We met with the ice cream confectioner who loves aesthetics and design, who was freshly appointed as the new president of the FIPGC – International Federation of Confectionery, Ice Cream and Chocolate Making, and who today tells us about ice cream as a symbol of Italianism and territoriality. Owner of the famous pastry shop Generoso, in Ercolano, which in its recent renovation also saw Ciam make a contribution in terms of furnishings and technology, based on architectural planning by designer Marco Pannone, Matteo Cutolo is known nationally and internationally for his successes and for the titles that have accompanied him since 2016 and made him an ambassador of one of the best-known and most appreciated Italian excellences in the world: ice cream.
In 2016 he participated and won the Italian Pastry Championship. In 2017, the same result came for the international championships, which crowned him the best Pastry Chef in the World Fipgc (International Federation of Pastry, Ice Cream and Chocolate). How does it feel to wear the national team uniform representing Italy?
As a person who usually feels a strong sense of responsibility, I have to be honest, when as the Italian team we saw our names flanked by the tricolor, the emotion was really strong and it was at that moment that I realized that none of us were there for ourselves or for the team, but we were representing Italy, our country, and we were competing for all those who are part and expression of it. Those days were marked by a sense of responsibility to the whole nation. This filled us with pride and a desire to give our best.
Artisanal ice cream as a symbol of Italianness and excellence.
Professionally speaking, I was born as an ice cream maker, so I have a special focus on this almost universal food that well represents Made in Italy in the world. A real brand of excellence when it is obviously linked to craftsmanship.
How would you describe your ice cream?
My ice cream is an all-round artisanal ice cream, which means that even the equipment I use to prepare and process it is born with the same philosophy that puts custom, care and attention to the customer’s needs first. It is also an ice cream that is the fruit of the territory, because I try to use typical and local ingredients, therefore linked to the flavors and seasonality that the place where the ice cream is consumed offers, with an eye always turned to high quality. I would say that I have been stabilized in terms of ingredients for years now, as I have been able to meet what I was looking for and wanted. My ice cream consists of fresh cream and milk, natural thickeners, as they are totally plant-based, and ingredients that come from the area where I am located, at most to its neighboring areas.
How important is technological innovation in your ice cream shop?

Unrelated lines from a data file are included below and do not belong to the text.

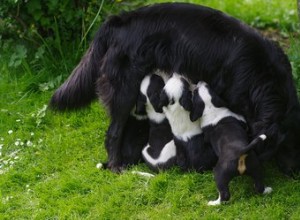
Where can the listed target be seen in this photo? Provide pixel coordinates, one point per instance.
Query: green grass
(48, 162)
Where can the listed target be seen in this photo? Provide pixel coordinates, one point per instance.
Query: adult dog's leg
(222, 179)
(122, 104)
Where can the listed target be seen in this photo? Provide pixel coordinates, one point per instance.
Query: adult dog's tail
(255, 142)
(79, 90)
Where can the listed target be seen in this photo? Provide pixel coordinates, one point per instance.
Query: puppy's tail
(261, 138)
(79, 90)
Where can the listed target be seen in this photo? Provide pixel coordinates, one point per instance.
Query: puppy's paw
(142, 174)
(215, 202)
(100, 166)
(267, 190)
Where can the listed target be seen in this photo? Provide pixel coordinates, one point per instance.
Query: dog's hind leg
(222, 179)
(255, 171)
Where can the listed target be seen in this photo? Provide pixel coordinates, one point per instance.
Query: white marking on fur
(174, 87)
(99, 166)
(166, 153)
(143, 174)
(215, 202)
(211, 114)
(182, 127)
(163, 75)
(263, 137)
(151, 113)
(138, 117)
(267, 190)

When we talk about ice cream, but also about desserts in general, the cornerstones of my production are certainly represented by the methodology and the quality of the ingredients, but there is another fundamental element for me that I never forget to mention even during the courses I teach: it is about aesthetics, visual harmony, and display quality. It is no coincidence that for the past five years I have been a client of Ciam, a company that proposes technological innovation by linking it to the design of its products, to the needs of display and to more purely commercial requirements, without sacrificing identity and usability. Personally, I believe that the first approach of the pastry and ice cream shop is visual: it is through the eyes that the customer understands the product and its identity, hence the importance of the display counter. I’ll give an example: I always wanted even children to have a full view of my store and the creations I offer, but once they came in they couldn’t see them. Now with the new Ciam showcases (three Ice Queen in BL version, two for ice cream and one for pastry, plus a Tortuga 2 totally refrigerated on all levels), even the little ones can eat with their eyes (laughs n.d.r.), and I won’t hide the fact that in overall sales have increased, a confirmation that the new aesthetics and design of which my shop is composed are also in line not only with my needs but also with those of the customer.
All the news about the flavors of summer 2022.
Well, classic flavors in both creams and fruit never go out of style, but certainly in my laboratory the smell of this hot summer is that of spices and fruit flavors. In fact, we work on a combination of traditional ice creams and flavored fruits-a combination that enhances the essence of the fruit itself and enriches classic flavors. An example? An orange coulis inside chocolate ice cream.
If it makes your mouth water just reading about it, imagine what it can be like to try it!